[Publicado en medios de Vocento el martes 23 de abril]
Comienza
la campaña electoral y termina “Juego de tronos”, es como una profecía, me dice
por teléfono una amiga entusiasta muy atenta a las paradojas del destino y las
sincronías del devenir, así las llama con pedantería profesional. Azares de la
actualidad, prefiero llamarlas yo. Tronos y urnas, urnas y tronos, es lo que
nos queda, pasada la Semana Santa, hasta finales de mayo. Más que una profecía
parece una maldición. O una pesadilla como la que tuve anoche. Tras una serie
de episodios confusos, soñé que votaba a Vox. El terror me despertó. O eso creía.
Sudaba como un candidato durante un mitin multitudinario en una plaza hostil o
un nazareno bajo la túnica. Me palpé el cuerpo desnudo con prevención y luego
la cara. La barba me delataba. El demonio de Abascal se había apoderado de mi
voluntad y me forzaba a hacer campaña a su favor. Recurría en vano a la Junta
Electoral Central. Nadie me daba la razón. La libertad de expresión es sagrada.
Y Abascal ganaba las elecciones. Cuando desperté, Sánchez resistía en la
Moncloa urdiendo alianzas impensables con socios imposibles. Con todo, respiré
aliviado.
Decía
Nietzsche que en las épocas más interesantes y locas de la historia los comediantes
eran los amos. Es la fuerza inapelable de la democracia. En esta era espectacular,
sin embargo, nuestros histriones políticos se vuelven puritanos y les entra el
pánico a perder votos, negándose a actuar como bufones en el plató, sin miedo
al ridículo ni a las críticas. De ahí la espuria polémica de los debates
encadenados. Duplicar debates es obligar a los electores a sentir sobre sus hombros
la carga insufrible de la política partidista. El peso doble de una campaña sin
ideas, repleta de discursos vacíos y acusaciones falsas. Y lastrada, para
colmo, con una obsesión enfermiza por los pactos poselectorales.
Vivimos
tiempos extraños. Arde Notre-Dame como una pira medieval y el causante no es el
fuego de los dragones de Daenerys, ni el Apocalipsis, como proclaman las redes
sociales, sino una subcontrata catastrófica aliada con la mezquindad del erario
público. El culebrón del Brexit acabará con Theresa May, pero no tendrá un
final fácil. Trump tiembla por las enésimas revelaciones sobre la conexión rusa,
pero nadie encuentra la manera de destronarlo. El fin del mundo no será
televisado. La revolución tampoco. Estamos condenados a la comedia infinita y
el círculo vicioso.

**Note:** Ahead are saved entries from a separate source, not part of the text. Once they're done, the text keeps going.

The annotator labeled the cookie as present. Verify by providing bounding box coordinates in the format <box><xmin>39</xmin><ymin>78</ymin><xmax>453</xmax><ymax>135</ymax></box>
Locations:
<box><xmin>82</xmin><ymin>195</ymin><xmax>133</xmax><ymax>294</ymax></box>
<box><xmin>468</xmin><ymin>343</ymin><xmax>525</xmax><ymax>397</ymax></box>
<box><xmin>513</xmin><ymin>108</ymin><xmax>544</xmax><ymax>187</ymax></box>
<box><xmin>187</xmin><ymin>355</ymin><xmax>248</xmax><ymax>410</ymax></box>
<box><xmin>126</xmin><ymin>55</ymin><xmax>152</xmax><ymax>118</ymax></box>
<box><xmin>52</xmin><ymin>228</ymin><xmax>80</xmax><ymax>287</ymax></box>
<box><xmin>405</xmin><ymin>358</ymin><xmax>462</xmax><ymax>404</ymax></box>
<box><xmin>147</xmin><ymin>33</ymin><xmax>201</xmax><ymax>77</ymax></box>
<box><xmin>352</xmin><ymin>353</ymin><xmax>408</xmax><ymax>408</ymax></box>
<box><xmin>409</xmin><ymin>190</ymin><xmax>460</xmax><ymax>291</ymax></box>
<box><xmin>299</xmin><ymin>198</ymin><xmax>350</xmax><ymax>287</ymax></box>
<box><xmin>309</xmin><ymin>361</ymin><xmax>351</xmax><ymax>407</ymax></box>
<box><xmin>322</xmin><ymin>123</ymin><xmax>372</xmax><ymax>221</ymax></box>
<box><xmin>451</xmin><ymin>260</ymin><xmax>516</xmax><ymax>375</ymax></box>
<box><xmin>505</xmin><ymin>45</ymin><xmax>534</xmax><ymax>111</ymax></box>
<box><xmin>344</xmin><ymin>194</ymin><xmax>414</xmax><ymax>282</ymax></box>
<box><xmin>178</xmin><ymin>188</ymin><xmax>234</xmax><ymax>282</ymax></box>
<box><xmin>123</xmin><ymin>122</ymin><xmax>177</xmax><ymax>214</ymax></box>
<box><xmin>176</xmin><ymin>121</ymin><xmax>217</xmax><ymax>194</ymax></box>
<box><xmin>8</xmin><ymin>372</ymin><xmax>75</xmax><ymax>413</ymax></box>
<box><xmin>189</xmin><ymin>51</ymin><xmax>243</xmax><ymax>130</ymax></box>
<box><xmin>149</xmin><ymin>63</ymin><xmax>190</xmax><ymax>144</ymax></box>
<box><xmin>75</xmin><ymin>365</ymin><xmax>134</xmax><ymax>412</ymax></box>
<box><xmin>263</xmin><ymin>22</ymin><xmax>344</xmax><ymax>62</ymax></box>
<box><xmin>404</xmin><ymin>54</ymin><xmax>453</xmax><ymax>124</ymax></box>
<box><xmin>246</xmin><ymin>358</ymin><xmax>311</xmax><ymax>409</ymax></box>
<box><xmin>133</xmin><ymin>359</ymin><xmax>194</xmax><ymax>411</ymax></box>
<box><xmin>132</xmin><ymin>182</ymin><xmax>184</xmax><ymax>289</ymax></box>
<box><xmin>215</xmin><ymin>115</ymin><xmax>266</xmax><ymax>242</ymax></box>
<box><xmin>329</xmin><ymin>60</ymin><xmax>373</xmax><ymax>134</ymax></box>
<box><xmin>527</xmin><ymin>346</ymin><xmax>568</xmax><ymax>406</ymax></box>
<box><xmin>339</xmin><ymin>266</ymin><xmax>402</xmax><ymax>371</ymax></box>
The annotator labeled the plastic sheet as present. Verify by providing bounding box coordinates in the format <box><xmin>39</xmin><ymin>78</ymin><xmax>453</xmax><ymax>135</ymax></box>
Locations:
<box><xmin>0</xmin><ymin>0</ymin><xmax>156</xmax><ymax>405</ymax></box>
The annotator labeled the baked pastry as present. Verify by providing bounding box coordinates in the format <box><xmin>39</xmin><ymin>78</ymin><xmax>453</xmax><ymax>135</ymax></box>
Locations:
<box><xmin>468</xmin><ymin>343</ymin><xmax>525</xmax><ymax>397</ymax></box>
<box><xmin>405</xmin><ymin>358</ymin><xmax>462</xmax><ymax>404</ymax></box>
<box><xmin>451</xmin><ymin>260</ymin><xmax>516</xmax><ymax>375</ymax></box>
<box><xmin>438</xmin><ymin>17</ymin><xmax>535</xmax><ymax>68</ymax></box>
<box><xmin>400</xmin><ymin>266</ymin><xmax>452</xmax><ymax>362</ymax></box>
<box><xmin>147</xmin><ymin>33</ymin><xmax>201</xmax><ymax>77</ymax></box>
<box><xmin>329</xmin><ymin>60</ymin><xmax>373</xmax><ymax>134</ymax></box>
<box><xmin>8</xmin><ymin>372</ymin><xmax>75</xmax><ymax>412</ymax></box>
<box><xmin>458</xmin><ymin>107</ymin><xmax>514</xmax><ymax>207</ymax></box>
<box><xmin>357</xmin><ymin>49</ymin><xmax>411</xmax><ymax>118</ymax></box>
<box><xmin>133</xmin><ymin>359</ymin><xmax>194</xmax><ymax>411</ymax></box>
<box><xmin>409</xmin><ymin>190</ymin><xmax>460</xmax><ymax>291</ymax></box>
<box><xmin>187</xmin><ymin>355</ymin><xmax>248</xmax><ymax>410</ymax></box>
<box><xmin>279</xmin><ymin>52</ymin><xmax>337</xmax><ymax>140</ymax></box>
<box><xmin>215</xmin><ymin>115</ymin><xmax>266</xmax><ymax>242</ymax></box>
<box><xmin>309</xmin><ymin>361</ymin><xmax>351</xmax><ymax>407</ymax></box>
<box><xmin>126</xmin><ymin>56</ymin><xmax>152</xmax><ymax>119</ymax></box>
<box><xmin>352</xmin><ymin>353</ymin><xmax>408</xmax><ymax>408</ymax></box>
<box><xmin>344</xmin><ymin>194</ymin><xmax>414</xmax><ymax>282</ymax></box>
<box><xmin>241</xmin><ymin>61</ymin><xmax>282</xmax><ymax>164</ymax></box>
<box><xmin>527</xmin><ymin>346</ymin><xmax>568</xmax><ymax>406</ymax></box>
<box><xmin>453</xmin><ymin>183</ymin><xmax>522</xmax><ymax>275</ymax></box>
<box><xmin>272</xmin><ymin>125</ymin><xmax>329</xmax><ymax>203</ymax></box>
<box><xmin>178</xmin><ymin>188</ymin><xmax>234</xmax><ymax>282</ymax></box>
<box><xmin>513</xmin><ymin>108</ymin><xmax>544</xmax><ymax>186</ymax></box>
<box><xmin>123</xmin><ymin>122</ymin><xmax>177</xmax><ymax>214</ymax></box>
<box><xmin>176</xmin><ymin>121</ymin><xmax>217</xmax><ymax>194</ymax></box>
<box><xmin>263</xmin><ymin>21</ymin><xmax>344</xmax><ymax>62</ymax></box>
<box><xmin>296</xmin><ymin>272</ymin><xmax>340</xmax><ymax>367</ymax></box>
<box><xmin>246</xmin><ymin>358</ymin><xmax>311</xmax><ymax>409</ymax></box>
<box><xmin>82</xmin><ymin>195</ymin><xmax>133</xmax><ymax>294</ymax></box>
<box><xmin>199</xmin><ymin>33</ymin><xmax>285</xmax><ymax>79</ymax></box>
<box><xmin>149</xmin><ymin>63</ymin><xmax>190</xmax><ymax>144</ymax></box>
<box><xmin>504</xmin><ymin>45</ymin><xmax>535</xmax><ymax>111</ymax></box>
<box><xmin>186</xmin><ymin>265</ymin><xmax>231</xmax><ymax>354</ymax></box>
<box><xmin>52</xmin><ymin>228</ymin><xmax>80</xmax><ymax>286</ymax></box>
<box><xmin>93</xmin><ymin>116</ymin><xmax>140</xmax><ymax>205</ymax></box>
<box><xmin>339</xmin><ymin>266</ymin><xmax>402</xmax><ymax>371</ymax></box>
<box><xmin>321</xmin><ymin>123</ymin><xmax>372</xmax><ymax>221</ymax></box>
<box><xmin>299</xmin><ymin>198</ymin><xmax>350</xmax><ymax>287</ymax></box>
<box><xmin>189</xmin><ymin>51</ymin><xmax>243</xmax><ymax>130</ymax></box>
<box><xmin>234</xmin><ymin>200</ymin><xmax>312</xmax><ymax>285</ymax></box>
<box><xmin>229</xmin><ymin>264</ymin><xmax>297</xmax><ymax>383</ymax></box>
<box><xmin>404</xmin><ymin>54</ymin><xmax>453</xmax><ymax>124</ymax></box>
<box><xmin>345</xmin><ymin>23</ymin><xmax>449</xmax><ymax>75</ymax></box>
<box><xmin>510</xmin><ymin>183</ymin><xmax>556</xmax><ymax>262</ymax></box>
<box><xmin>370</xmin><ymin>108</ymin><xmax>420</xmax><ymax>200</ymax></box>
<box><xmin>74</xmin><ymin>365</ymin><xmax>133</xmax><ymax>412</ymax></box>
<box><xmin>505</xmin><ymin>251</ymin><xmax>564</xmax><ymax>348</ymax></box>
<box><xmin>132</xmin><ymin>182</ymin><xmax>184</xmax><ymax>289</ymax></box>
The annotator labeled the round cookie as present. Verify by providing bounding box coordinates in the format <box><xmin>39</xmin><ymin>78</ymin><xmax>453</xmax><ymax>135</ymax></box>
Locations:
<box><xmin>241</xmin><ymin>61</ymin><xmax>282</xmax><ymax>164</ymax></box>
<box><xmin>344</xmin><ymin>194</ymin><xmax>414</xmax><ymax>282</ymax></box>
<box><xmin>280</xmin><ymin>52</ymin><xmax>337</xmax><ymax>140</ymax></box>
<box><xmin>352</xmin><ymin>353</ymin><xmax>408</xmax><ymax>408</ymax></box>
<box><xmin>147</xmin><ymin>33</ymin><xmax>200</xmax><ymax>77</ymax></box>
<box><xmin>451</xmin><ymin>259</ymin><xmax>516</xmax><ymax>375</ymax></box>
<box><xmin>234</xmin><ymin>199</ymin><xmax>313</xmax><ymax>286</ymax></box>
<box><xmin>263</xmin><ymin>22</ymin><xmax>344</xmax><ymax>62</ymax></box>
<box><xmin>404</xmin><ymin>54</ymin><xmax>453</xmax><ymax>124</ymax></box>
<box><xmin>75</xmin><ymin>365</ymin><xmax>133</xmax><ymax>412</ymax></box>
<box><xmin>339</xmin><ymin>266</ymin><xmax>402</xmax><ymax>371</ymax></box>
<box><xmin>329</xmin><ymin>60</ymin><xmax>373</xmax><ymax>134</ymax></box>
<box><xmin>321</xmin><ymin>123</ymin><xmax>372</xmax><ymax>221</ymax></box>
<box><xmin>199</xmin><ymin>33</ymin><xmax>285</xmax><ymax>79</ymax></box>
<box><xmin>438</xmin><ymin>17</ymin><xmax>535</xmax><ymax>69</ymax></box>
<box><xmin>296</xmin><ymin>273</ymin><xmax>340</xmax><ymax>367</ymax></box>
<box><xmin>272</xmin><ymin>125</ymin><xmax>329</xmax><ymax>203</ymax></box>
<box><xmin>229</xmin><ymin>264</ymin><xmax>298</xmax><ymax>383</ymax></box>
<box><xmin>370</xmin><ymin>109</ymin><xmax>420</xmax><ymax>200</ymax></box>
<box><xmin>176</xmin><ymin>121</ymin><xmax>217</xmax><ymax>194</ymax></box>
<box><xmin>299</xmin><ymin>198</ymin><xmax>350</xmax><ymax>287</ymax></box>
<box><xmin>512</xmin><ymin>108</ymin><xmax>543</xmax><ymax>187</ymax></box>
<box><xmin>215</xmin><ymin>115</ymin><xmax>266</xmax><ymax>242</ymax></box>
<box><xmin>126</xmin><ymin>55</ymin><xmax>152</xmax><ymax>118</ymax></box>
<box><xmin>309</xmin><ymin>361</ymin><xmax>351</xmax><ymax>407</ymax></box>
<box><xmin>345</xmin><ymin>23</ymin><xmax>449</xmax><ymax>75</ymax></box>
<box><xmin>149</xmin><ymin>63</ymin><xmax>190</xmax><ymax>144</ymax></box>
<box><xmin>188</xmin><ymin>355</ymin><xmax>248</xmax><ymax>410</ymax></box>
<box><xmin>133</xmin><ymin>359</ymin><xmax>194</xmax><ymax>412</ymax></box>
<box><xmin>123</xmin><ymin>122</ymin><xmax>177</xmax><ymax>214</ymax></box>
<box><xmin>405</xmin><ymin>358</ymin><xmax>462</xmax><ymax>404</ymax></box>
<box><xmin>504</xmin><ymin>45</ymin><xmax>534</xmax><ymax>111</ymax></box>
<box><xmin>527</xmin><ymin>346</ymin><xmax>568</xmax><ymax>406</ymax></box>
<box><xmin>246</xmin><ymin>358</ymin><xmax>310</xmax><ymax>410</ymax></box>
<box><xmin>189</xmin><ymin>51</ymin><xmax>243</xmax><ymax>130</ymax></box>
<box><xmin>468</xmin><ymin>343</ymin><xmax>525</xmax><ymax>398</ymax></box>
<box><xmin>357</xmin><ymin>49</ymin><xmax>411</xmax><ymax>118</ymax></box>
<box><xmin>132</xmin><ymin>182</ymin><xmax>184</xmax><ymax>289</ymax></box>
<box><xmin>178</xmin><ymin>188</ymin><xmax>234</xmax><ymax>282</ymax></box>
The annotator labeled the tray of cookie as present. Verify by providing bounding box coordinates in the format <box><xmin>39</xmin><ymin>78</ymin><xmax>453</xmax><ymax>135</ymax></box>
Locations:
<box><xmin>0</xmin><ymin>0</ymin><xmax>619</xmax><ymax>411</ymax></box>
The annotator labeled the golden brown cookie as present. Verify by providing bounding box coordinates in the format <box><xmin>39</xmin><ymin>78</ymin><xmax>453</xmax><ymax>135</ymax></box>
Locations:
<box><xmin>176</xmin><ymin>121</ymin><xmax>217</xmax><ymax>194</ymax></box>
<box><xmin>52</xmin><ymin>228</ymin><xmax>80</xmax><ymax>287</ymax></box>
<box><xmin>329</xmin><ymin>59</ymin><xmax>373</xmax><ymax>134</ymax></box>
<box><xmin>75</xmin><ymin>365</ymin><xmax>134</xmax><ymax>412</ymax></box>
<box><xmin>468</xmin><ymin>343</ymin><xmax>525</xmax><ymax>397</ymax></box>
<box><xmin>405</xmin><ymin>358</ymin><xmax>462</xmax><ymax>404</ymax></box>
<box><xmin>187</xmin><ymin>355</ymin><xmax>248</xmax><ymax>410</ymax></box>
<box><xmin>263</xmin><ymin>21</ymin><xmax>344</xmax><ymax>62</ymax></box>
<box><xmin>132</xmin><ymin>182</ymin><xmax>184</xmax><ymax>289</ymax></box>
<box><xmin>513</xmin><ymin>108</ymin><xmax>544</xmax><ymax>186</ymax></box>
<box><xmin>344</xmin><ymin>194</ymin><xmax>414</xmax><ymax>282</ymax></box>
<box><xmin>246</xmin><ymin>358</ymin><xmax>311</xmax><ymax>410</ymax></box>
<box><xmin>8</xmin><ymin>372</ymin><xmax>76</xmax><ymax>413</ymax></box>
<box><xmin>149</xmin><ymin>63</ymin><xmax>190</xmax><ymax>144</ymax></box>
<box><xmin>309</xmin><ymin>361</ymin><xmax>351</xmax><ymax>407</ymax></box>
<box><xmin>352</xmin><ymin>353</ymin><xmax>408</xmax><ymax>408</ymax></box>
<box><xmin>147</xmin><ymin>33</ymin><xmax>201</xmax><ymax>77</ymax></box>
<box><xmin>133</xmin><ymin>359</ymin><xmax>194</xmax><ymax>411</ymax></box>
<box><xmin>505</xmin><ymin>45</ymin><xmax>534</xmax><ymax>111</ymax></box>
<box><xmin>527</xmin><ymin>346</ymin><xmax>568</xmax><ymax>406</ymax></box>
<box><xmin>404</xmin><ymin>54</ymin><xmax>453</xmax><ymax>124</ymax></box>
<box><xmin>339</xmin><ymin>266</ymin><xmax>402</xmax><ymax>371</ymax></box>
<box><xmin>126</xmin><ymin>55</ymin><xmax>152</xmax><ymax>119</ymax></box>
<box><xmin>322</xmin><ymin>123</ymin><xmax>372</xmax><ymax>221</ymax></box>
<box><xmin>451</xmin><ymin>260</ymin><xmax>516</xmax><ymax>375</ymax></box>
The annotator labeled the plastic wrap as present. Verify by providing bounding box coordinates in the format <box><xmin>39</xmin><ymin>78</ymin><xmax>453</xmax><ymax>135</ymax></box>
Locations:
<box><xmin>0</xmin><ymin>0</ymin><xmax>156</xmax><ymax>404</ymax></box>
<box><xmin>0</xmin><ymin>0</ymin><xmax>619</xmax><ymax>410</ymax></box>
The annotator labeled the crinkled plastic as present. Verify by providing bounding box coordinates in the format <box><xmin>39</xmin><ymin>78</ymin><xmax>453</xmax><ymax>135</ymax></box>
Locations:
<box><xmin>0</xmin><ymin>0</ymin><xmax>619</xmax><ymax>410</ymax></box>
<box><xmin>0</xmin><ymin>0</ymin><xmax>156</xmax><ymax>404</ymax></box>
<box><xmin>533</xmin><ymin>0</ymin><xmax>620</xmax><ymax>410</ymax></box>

Al menos podemos alegrarnos de que termine “Juego de
tronos”, una teleserie masiva que es un espejo metafórico de la lucha encarnizada
por el poder en cualquier época o sistema. Tras una campaña interminable, nos
merecemos un largo descanso. Y el escenario probable de que las elecciones no
resuelvan nada es una pesadilla. Una pesadilla infernal, como la historia, de
la que no sabemos aún cómo despertar.